Paralelamente ao crescimento exponencial das alternativas de imunossupressão e de indução da imunotolerância, surgem as estratégias de imunoisolamento que buscam colocar as ilhotas em compartimentos a salvo do alcance das células imunocompetentes do receptor. Há ensaios em curso com macroencapsulamento e implante das ilhotas no tecido subcutâneo e ensaios pré-clínicos com ilhotas implantadas em microcápsulas. Além da padronização dos materiais utilizados e do uso em animais de médio/grande porte, as questões conceituais que necessitam ser esclarecidas se referem à longevidade e à duração das ilhotas encapsuladas, à permeabilidade ao oxigênio e aos mediadores inflamatórios e a resposta imune no longo prazo em relação ao material das cápsulas (54-56).
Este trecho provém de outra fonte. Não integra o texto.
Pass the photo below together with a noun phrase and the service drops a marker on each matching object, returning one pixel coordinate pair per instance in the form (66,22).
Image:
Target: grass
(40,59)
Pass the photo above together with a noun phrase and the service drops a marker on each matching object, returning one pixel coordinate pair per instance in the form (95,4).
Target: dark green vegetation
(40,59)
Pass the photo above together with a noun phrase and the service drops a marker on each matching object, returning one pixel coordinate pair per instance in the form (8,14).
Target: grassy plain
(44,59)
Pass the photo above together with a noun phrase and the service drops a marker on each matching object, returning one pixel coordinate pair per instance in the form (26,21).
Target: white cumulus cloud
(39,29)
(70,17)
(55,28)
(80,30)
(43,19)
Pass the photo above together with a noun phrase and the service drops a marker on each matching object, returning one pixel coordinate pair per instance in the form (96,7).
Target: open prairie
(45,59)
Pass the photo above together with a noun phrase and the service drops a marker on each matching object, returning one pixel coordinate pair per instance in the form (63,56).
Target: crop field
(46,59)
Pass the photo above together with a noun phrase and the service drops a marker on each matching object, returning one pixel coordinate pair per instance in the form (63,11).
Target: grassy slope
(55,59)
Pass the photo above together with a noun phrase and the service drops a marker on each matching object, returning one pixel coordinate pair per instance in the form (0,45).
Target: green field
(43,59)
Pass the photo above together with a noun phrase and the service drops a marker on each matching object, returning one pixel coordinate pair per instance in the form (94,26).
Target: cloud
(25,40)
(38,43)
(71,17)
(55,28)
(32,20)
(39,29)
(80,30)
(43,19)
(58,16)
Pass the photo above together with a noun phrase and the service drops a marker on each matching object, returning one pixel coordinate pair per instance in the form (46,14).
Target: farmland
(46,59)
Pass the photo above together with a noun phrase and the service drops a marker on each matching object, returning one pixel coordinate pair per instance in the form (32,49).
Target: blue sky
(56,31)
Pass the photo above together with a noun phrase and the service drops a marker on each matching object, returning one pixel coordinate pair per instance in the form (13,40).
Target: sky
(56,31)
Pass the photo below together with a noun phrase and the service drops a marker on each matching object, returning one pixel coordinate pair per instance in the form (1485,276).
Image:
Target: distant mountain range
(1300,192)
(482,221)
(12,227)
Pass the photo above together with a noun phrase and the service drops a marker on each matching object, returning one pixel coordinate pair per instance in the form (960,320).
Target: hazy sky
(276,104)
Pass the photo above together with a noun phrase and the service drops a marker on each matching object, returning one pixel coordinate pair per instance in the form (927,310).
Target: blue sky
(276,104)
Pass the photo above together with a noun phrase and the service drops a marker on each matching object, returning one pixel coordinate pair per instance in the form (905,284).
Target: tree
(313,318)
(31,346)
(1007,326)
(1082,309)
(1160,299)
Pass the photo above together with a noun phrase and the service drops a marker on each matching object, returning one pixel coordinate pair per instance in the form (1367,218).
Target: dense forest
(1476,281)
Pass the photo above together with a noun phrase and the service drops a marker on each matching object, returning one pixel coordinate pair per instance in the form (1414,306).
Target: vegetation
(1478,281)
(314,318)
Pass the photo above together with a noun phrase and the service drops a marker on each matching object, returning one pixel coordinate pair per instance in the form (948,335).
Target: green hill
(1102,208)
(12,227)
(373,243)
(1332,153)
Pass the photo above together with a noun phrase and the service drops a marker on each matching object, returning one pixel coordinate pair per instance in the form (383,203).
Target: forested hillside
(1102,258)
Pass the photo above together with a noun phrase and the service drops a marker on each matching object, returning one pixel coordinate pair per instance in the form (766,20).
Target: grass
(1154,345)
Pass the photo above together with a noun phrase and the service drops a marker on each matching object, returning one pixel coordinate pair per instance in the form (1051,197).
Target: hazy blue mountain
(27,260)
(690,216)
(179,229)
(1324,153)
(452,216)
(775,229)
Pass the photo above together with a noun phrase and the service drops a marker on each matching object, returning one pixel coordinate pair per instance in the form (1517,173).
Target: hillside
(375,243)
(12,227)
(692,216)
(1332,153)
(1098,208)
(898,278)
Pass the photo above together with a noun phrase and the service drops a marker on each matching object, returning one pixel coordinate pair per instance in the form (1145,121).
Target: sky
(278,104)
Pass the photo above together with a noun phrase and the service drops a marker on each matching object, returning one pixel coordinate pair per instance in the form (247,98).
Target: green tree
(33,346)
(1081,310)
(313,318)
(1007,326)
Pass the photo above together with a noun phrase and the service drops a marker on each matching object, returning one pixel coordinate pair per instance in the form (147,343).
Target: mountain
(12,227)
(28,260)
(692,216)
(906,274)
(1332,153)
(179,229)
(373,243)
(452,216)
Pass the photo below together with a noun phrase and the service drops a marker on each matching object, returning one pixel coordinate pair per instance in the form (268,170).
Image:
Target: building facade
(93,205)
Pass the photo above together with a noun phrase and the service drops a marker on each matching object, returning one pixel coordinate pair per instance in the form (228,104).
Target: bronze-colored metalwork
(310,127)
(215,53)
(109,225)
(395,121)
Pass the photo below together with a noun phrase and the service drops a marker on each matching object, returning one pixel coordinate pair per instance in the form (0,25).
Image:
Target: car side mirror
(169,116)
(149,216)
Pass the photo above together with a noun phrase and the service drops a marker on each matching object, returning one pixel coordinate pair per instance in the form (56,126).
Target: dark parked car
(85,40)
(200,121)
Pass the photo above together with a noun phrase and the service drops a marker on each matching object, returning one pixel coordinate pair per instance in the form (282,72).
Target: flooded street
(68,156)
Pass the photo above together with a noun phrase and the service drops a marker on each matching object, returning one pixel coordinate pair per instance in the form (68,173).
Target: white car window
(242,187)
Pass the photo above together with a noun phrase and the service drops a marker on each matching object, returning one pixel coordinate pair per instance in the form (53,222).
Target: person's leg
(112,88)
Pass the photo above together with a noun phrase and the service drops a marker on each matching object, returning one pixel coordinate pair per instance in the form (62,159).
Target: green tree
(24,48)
Mesmo que todas as questões relativas à imunossupressão venham a ser resolvidas, a demanda potencial por este procedimento não pode ser satisfeita apenas por ilhotas obtidas a partir de órgãos doados. O xenotransplante não está no horizonte clínico previsível para os próximos dez anos, em razão dos problemas ainda não resolvidos da rejeição hiperaguda, da presença de genomas virais, além das questões éticas envolvidas (57). Células-tronco ou progenitoras capazes de se diferenciar em células-beta potencialmente podem fornecer uma fonte ilimitada de células para a terapia de reposição. Há relatos iniciais da obtenção de células produtoras de insulina, a partir de células-tronco embrionárias, bem como a descrição de células multipotentes obtidas de ilhotas que in vitro se diferenciaram em células exócrinas, endócrinas e hepatócitas. Outra fonte potencial são as células multipotentes originárias da medula óssea, capazes de se diferenciar em hepatócitos que pertencem à mesma linhagem endodérmica que as células endócrinas das ilhotas (58-60).
CONCLUSÕES
O Tx de ilhotas representa a fronteira na inovação tecnológica para o tratamento de um grupo específico de pacientes portadores de DM1. É um procedimento terapêutico aprovado no Canadá, em fase de aprovação nos Estados Unidos e experimental nos demais países, incluindo o Brasil. Atualmente, este procedimento não deve ser encarado como modo seguro de atingir a insulino-independência, porque, após cinco anos de seguimento, apenas pequena parcela dos pacientes se mantém livre de insulina, embora a grande maioria dos pacientes se beneficie do desaparecimento da hiperlabilidade. Com o desenvolvimento de novas técnicas de preparação das ilhotas e da imunossupressão dos pacientes, será possível atingir a insulino-independência com a infusão de massa celular menor e o Tx de ilhotas poderá oferecer a mesma eficácia clínica que o transplante de pâncreas, se não com menor custo com menor morbidade. Assim como o sucesso do transplante de pâncreas criou a motivação e a oportunidade para que o Tx de ilhotas se desenvolvesse, esta nova modalidade criará a oportunidade e a motivação para o desenvolvimento do transplante, utilizando células provenientes de fontes alternativas como as células-tronco diferenciadas no laboratório, e estimulará o desenvolvimento de técnicas de indução da imunotolerância e de imunoisolamento, porque este é o caminho para tornar a terapia de reposição celular aplicável a uma população maior de pacientes (11,54,61,62).